La Sociedad Cubana de Higiene y Epidemiología integrada por los especialistas en estas ramas de la Ciencia, la Nutrición, la Salud del Trabajador, la Salud Escolar y los Licenciados en Tecnología de la Salud en higiene y epidemiología, de todo el país, manifestamos el cese del cruel bloqueo económico, energético y financiero impuesto a nuestro país y el respeto a nuestra soberanía.
El efecto del bloqueo ha repercutido en el trabajo de las instituciones científicas y de los servicios vinculadas al área: el Instituto de Medicina Tropical Pedro Kouri (IPK), el Instituto Nacional de Higiene Epidemiología y Microbiología (INHEM), el Instituto de Salud del Trabajador, el Centro Nacional de Promoción y Educación para la Salud (PROSALUD), los 15 Centros Provinciales de Higiene y Epidemiología, las 137 Unidades Municipales de Higiene y Epidemiología, los 15 centros de Control de Vectores Provinciales y los 168 municipales que tienen su representación a nivel de la atención primaria de salud.
Los programas de salud que se desarrollan desde la atención primaria hasta el nivel nacional, son altamente sensibles, por lo que representan para el bienestar y la calidad de vida de las personas, siendo afectados por el cruel bloqueo económico, energético y financiero a nuestra isla.
¡Cada día nuestro pueblo sufre los efectos del bloqueo y su salud mental se afecta ante el peligro de perder la salud y la vida!

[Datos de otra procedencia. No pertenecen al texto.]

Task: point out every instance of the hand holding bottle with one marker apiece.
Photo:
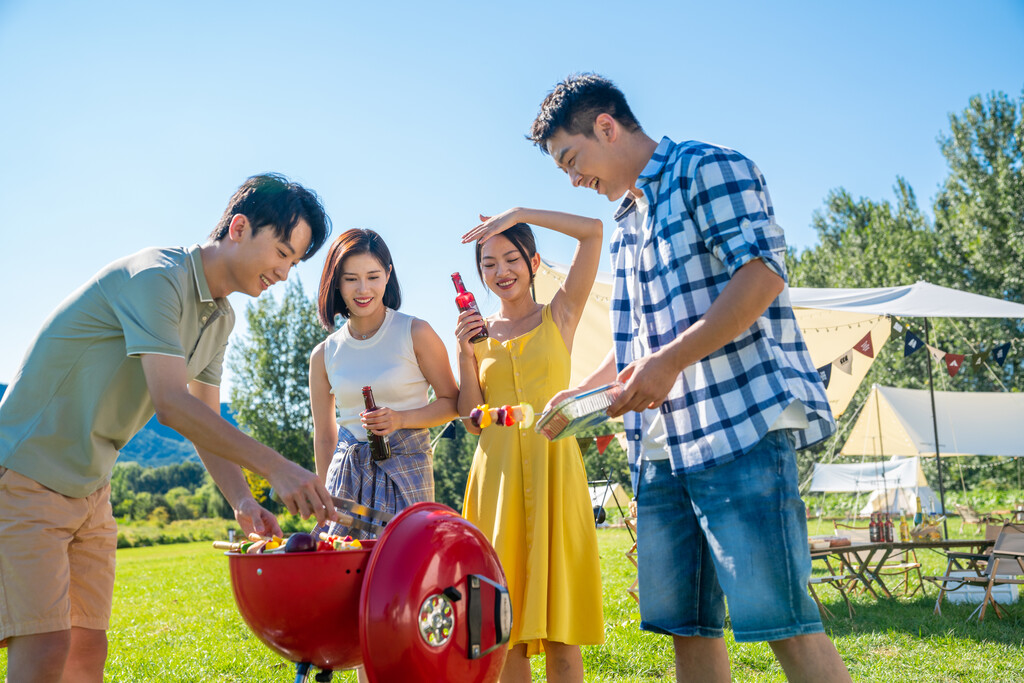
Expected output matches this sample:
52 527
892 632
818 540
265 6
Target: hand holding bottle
379 446
467 304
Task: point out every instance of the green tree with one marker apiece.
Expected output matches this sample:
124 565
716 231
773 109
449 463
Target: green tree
979 216
976 244
453 458
270 392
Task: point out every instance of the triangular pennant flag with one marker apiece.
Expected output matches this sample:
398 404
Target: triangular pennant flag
623 441
864 346
953 363
897 329
999 353
978 360
824 372
603 441
845 363
911 343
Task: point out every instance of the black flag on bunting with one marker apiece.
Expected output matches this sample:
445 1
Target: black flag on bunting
911 343
978 360
999 353
824 372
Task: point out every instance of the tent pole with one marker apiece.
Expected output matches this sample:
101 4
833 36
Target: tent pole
935 426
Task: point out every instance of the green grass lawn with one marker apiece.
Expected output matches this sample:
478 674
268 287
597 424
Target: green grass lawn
175 621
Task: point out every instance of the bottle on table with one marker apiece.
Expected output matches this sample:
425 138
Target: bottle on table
466 301
380 449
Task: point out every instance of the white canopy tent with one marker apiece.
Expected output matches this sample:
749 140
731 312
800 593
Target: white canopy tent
828 334
894 485
898 422
833 321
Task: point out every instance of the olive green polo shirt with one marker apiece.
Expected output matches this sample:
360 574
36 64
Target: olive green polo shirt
81 394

Ejemplo de ello es el programa de vacunación para la prevención de enfermedades en los niños y los adultos, algunas de ellas, ya erradicadas o controladas en nuestro país y que hoy las barreras impuestas para la obtención de los productos (por sus costos y forma de adquirirlas o producirlas), genera déficit de los mismos, pone en peligro la ejecución de las acciones e incrementa el riesgo de padecer de estos males, como las arbovirosis, por el dengue y la chikunguña, la tuberculosis y el sida.

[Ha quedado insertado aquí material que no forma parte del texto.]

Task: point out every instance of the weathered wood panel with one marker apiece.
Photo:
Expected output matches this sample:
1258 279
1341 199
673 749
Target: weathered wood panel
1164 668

Por otra parte, las enfermedades no trasmisibles que más afectan a la población, como la hipertensión arterial, por falta de reactivos, de medicamentos hipotensores y de equipos; el diagnóstico y control de la diabetes mellitus, limitado por la falta de glucómetros, de accesorios y de medicamentos; la insuficiencia renal, los distintos programas de nutrición; de calidad de los alimentos; de suplementos dietéticos, de proteínas, de carbohidratos, de grasas, de aminoácidos de vitaminas seriamente afectados en nuestra población por las dificultades económicas y energéticas para producirlos.
El impacto en la higiene ambiental por la falta de combustible y equipos para la recogida de basuras, la corrección de los salideros, el abasto de agua de cantidad y calidad necesaria, que propician las enfermedades producidas por estos problemas sanitarios.

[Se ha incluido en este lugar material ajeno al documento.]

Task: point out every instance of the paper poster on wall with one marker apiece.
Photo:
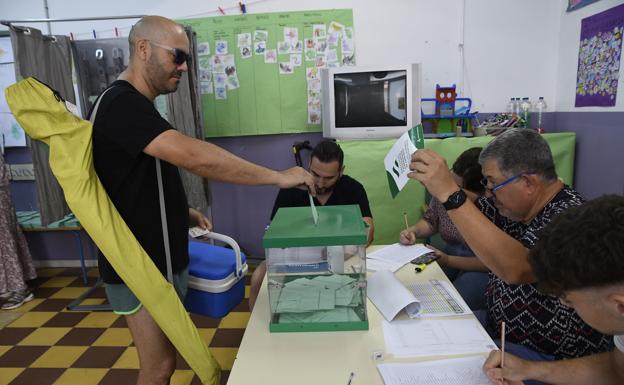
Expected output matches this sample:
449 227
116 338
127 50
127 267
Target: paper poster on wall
573 5
599 58
260 69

La falta de preservativos para garantizar el control de las Infecciones de transmisión sexual, el VIH y la hepatitis y mantener nuestra condición de primer país que eliminó la transmisión maternoinfantil del VIH y la sífilis congénita, en el año 2015, pone en riesgo la sostenibilidad de los indicadores alcanzados.
Se podrían enumerar decenas de ejemplos, todos tratan de violar el derecho humano a disfrutar de la salud, por ello nuestro reclamo ante el mundo, ¡queremos vivir en paz, dignamente, para garantizar que nuestros científicos y personal de la salud en general, que han demostrado ser el uno de los frutos más valiosos de la sociedad cubana, accedan a los recursos y las posibilidades para ofertar productos y servicios de calidad!
Nos unimos al clamor de nuestro pueblo expresado en la firma “Por la patria: No, a la intervención militar, no más sufrimiento, cese el hostigamiento, las amenazas y las sanciones contra nuestra nación”.
Nosotros defendemos la patria.
Y como dijera Mahatma Gandhi: “No hay caminos para la paz, la paz es el camino.”